Retired track coach donates athletic scholarships to Clark College in perpetuity
George Fullerton makes largest-ever donation to Clark’s athletics program
By Rhonda Morin
A surprise announcement during Clark College Foundation’s annual gala resulted in an eruption of cheers, congratulations and big opportunities for future student-athletes at Clark College.
Retired Clark College coach George Fullerton announced a long-term commitment of athletic scholarships during the Savoring Excellence dinner and program on November 2, 2017, which was held in a transformed O’Connell Sports Complex. The gym walls were cloaked in 10-foot tall black drapes with two jumbotron movie screens embedded in the drape, while a theater screen shielded the performers who stood behind it on the main stage. Special lighting cast blue and orange Clark brand colors throughout the room.
Late in the program, Clark College’s Pep Band burst into O’Connell Sports Complex playing a rousing number and made their way to the table where Fullerton and his family sat. The band was met by Clark College President Robert K. Knight and Oswald, Clark’s mascot. Knight asked Fullerton what was happening. Fullerton said he had a big announcement.
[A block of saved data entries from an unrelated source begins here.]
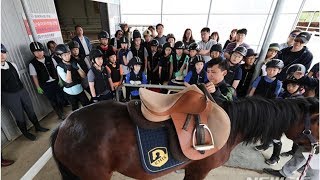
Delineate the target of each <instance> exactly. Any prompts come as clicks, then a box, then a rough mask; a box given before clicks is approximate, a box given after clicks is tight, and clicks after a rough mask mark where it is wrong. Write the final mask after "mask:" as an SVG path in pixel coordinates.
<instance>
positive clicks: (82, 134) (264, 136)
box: [51, 97, 319, 180]
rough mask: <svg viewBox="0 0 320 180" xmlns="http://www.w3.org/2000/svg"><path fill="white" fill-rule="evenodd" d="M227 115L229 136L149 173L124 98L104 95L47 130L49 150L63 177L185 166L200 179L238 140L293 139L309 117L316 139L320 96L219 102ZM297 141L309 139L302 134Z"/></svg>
mask: <svg viewBox="0 0 320 180" xmlns="http://www.w3.org/2000/svg"><path fill="white" fill-rule="evenodd" d="M222 107H223V108H224V110H225V111H226V112H227V113H228V115H229V117H230V120H231V134H230V137H229V139H228V142H227V143H226V144H225V146H224V147H223V148H222V149H221V150H219V151H218V152H217V153H215V154H213V155H211V156H209V157H207V158H205V159H202V160H198V161H189V162H188V163H186V164H183V165H180V166H178V167H175V168H173V169H169V170H165V171H163V172H159V173H154V174H149V173H147V172H145V171H144V169H143V167H142V165H141V163H140V155H139V150H138V146H137V140H136V133H135V124H134V123H133V122H132V121H131V120H130V117H129V114H128V111H127V107H126V104H124V103H118V102H113V101H106V102H101V103H97V104H93V105H90V106H87V107H85V108H82V109H80V110H77V111H75V112H73V113H72V114H71V115H70V116H69V117H68V118H67V119H66V120H65V121H64V122H63V123H62V124H61V125H60V127H58V129H57V130H55V132H53V134H52V137H51V138H52V141H51V146H52V151H53V156H54V158H55V160H56V162H57V164H58V167H59V170H60V172H61V174H62V177H63V179H90V180H91V179H94V180H100V179H101V180H102V179H104V180H105V179H110V178H111V176H112V172H114V171H117V172H119V173H121V174H123V175H126V176H129V177H132V178H136V179H153V178H157V177H160V176H163V175H165V174H168V173H170V172H172V171H174V170H177V169H185V178H184V179H196V180H198V179H204V178H205V177H206V176H207V174H208V173H209V171H210V170H212V169H214V168H217V167H219V166H221V165H223V164H224V163H225V162H226V161H227V160H228V159H229V156H230V152H231V151H232V149H233V148H234V147H235V146H236V145H237V144H239V143H240V142H246V143H251V142H257V141H258V140H261V141H262V142H270V141H271V139H272V138H273V137H275V136H279V135H281V134H282V133H285V134H286V135H287V137H288V138H290V139H296V138H297V136H299V135H300V134H301V132H302V131H303V130H304V128H305V125H304V124H305V122H307V121H308V120H309V121H310V123H311V131H312V135H313V136H314V137H315V138H316V139H317V140H318V139H319V133H318V132H319V118H318V115H319V110H318V108H319V101H318V99H316V98H298V99H284V100H283V99H279V100H266V99H261V98H252V97H251V98H244V99H241V100H238V101H234V102H227V103H225V104H224V105H222ZM299 143H300V144H303V145H308V144H310V143H309V141H308V139H307V138H302V139H300V142H299Z"/></svg>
“I’m donating 20 athletic scholarships every year to Clark,” he said. His donation—the Fullerton Athletic Scholarship Team (FAST)—is an endowment in which 20 athletic scholarships will be distributed annually in perpetuity through Clark College Foundation. Eligible student-athletes will begin receiving the scholarships in the winter. The total dollar amount of the donation will remain private at Fullerton’s request.
The audience erupted in applause, Knight shook Fullerton’s hand in grateful appreciation and Oswald followed the Pep Band as they played their way out of the door.
Fullerton, who was inducted into Clark’s Athletics Hall of Fame in 2015, was head track and field coach from 1959 to 1989. He was also a wrestling coach at Clark.
Fullerton’s claim to fame occurred on June 3, 1946, when at 17 years old and a runner at Ashland High, he ran in a mile race with other high school and college runners in Portland, Ore. He finished in second place with a time of 4:20.05, closely behind an elite runner from Oregon State College. Fullerton’s time was the unofficial fastest mile ever run by a high school student in the United States. His time beat Louis Zamperini from Torrence, Calif., who had set the interscholastic mark 12 years earlier. However, Fullerton’s race didn’t count. The time was clocked at an event not sanctioned by the National High School Federation, and therefore it wasn’t inked in official record books.